Like adh32, I use a list of links above the form (since the user hit the submit button, a new page was loaded… that’s always announced to users) which go to the error message in question (which is an anchor with no destination actually). I’m using aria-describedby to associate the error message with the label.
(of course the error page has the page <title> saying the form was not submitted, the h1 states there were errors, etc.)
Originally my form idea was, a (invisible) anchor was generated after each “bad” input that could take the user to the next error message (or submit if there are no others) but the back-ender said it was too difficult to bother. on :focus of these invisible anchors, they’d appear so this would also kick butt for sighted-keyboarders too. Would have loved to see that working somewhere : (
Users, if advanced, can use shift-L or whatever for “previous list” to get back to the list, but I wouldn’t know if newbies would try this.
Error messages as plain text in a form: some screen readers have a Forms mode, but not all.
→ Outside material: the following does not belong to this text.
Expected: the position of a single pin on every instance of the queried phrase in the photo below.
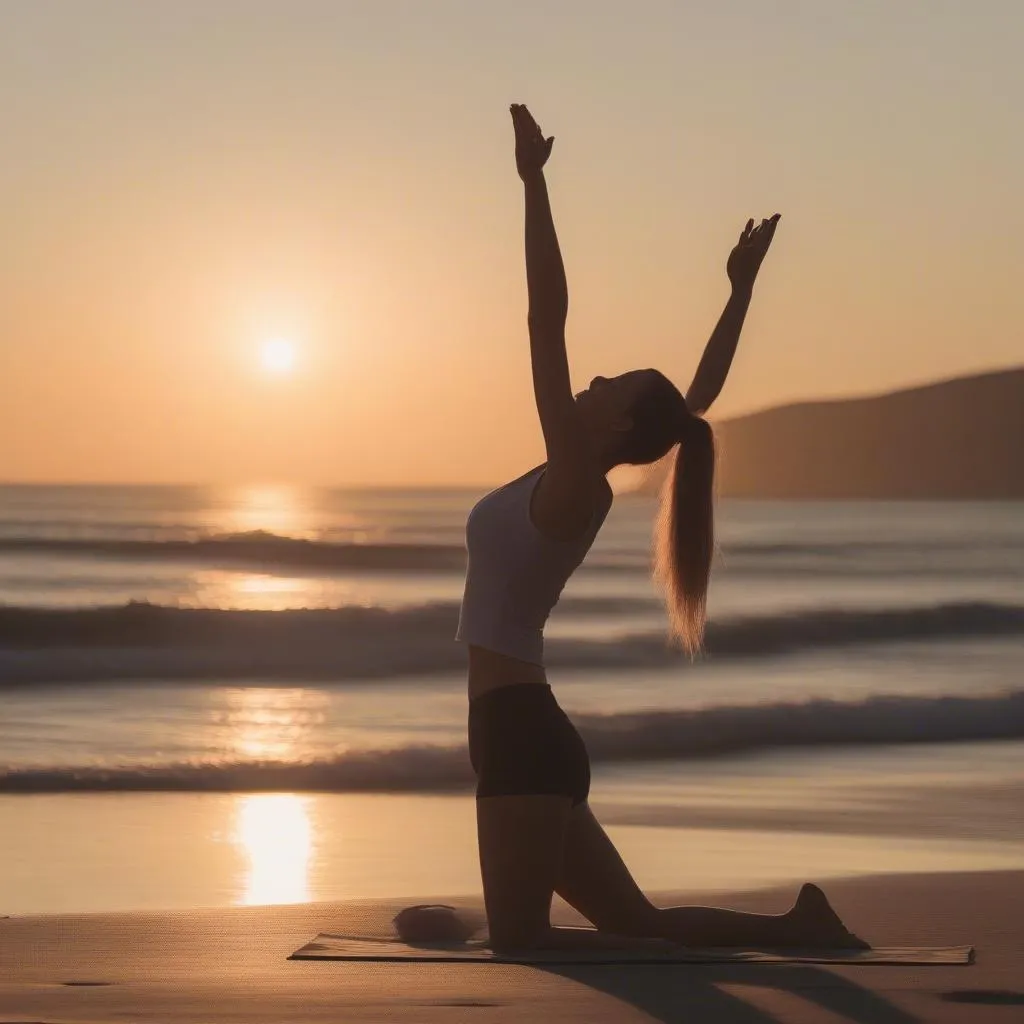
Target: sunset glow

In Forms Mode, only form controls are read out (when you focus on an input, the associated label and possibly the legend are read out, for example). However I’ve found that even when in Forms Mode in, say, JAWS, if there’s other focusable thingies in there (like anchors), those’ll be read out fine, because they have keyboard focus and you can’t just ignore those. One reason I made my errors anchors: they were focusable destinations and their anchor text was the error text.
NVDA is really great in Forms because it switches easily and usually automatically between forms mode (which tells you an input is editable and reads back what you type when typing into one) and regular reading mode (whenever it finds plain text, it’ll switch… meaning when you hit keys, they’ve gone back to navigation keys instead of typing keys). This is really nice and JAWS seems clunkier because you usually have to manually move in and out of Forms Mode. But this is version 10 I have, 12 is out and maybe is more intuitive? But version 10 does do aria-describedby so that’s nice.
Orca doesn’t have a virtual buffer and doesn’t have a forms mode that’s particularly special: like NVDA it seems to just switch between reading and letting you Edit, but I haven’t gotten the hang of getting those to work right… all playing around with the Orca button or something…
Re virtual buffers: if you’re using AJAX to report errors, you have to be much more careful. Older readers with virtual buffers (JAWS, Window-Eyes, NVDA for Windows all have virtual buffers) may not know to refresh them just because there was some AJAX call. Newer readers do know, but you’ll want to use some of the other ARIA attributes to have the new error messages interrupt the user or move the focus over to the error message or something.
Unfortunately I don’t do enough AJAXY widget stuff to be familiar with all the ARIA-stuff out there for this kind of thing, and support is kinda here and there (newest readers are doing pretty good with ARIA… you can keep up with ARIA tests by Jason Kiss at Accessible Culture.org).